Two people have been injured after a fire was detected on board a United Airlines flight on Friday, forcing the plane to make an emergency landing.
United Flight 32 was headed from Japan to the Philippines when the crew was alerted that flames had erupted in the aircraft’s cargo hold just 50 minutes into the trip.
The plane carrying 142 passengers and crew was still over Japan when its pilots turned back and landed at Kansai International Airport near Osaka around 6am ET.
United Flight 32 was met on the runway by emergency crews and fire trucks, although there was no visible damage to the outside of the aircraft.
A United Airlines spokesperson told the Daily Mail that two passengers were taken to a local hospital after suffering minor injuries in the emergency.
However, they said crews could not find any signs that a fire had actually broken out after an inspection at Kansai International.
‘United Airlines flight 32 from Tokyo-Narita to Cebu, Philippines, diverted to Osaka due to an indication of potential fire in the cargo hold. The aircraft landed safely and passengers deplaned via slides,’ United Airlines said in a statement Friday morning.
It remains unclear what triggered the warning of a fire on board the Boeing 737-800.

Two people were injured after reports of a fire on board a United Airlines flight over Japan Friday
Passengers were seen being rushed off the jet using the inflatable emergency slides on Friday.
‘I was a little unsettled, wondering what the reason was, but there was no sign of confusion,’ one passenger on board Flight 32 said, according to Newsweek.
‘After the emergency landing, we were instructed to evacuate, which made me panic. It took about five minutes to evacuate,’ he continued.
United did not provide any details on how the two passengers were injured during the incident.
The airline, headquartered in Chicago, Illinois, is one of the largest air travel providers in the world, offering flights for both short trips inside the US and long journeys throughout the world.
In 2024, United carried a record 173.6 million passengers, up roughly five percent from the year before.
However, the airline has faced some safety and operational challenges in recent years.
In August, a failure in United’s weight and balance computer system grounded flights across the US for hours, leading to hundreds of delays and cancellations.

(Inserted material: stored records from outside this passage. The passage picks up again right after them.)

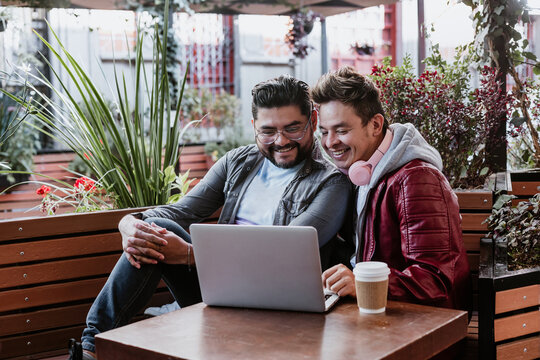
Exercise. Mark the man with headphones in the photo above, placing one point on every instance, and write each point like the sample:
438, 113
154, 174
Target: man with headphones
406, 213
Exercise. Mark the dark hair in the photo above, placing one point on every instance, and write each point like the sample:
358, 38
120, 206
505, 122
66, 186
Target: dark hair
349, 87
281, 91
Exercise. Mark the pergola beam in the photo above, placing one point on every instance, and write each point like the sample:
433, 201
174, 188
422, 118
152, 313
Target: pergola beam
231, 7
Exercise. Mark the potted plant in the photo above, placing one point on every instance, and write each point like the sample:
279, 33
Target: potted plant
18, 143
4, 17
509, 281
134, 157
300, 25
453, 117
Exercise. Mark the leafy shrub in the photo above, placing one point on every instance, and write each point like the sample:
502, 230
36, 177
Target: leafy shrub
519, 227
457, 120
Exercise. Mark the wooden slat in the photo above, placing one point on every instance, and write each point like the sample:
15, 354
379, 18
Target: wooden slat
62, 224
20, 299
36, 343
521, 349
65, 247
31, 213
56, 270
474, 199
474, 222
50, 294
515, 299
190, 158
474, 261
44, 319
193, 166
525, 187
516, 325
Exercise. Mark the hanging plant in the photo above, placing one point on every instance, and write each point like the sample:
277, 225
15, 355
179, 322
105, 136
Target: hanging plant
365, 49
300, 25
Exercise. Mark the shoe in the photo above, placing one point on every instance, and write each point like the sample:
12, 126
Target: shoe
156, 311
76, 352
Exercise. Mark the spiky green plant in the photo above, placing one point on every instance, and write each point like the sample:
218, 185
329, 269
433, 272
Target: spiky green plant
145, 141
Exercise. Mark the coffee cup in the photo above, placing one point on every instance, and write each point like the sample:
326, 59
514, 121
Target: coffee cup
371, 279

Flight-tracking website FlightRadar24 captured United Airlines Flight 32’s sudden course change after the crew detected a fire on board on September 12
All of United’s flights heading for Chicago were halted at their departing airports, and flights to United hubs in Denver, Newark, Houston, and San Francisco were also affected.
In May, two United passenger planes clipped wings at San Francisco International Airport while taxiing on the ground.

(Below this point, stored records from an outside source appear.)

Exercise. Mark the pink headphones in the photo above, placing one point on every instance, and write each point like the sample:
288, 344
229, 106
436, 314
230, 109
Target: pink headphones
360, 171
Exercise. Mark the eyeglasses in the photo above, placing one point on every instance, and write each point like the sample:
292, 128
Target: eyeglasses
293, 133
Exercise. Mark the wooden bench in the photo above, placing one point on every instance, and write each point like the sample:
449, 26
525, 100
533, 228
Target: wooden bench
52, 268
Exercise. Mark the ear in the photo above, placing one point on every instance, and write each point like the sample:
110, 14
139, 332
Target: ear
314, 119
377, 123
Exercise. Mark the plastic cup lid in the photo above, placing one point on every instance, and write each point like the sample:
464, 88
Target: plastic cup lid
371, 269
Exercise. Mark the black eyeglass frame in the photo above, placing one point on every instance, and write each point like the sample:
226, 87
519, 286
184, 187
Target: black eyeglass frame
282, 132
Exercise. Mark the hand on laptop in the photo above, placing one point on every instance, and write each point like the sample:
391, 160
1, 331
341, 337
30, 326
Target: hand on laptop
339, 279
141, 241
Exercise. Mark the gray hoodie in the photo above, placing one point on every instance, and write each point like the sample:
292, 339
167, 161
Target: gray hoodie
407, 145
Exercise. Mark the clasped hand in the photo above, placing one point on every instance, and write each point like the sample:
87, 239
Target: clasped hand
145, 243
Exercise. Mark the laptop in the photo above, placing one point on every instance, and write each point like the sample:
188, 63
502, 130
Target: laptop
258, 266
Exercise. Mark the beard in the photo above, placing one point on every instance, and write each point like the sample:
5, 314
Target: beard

Even more problems were reported in 2024, when five accidents involving United passenger flights took place in just one week.
In March of last year, multiple planes were forced to make emergency landings due to a wide range of dangerous mechanical failures, including one plane’s engine catching on fire when it sucked in bubble wrap mid-flight and another passenger jet losing a tire after takeoff.
However, the Federal Aviation Administration (FAA) said in October that it found no significant safety issues in a review of United Airlines.
The agency also ended its enhanced oversight and approval process, which had been delaying United from adding new aircraft and services to customers.
According to AirlineRatings, an airline review site, United was ranked fifth among the safest full-service airlines in the US this year, behind Alaska, Hawaiian, American, and Delta.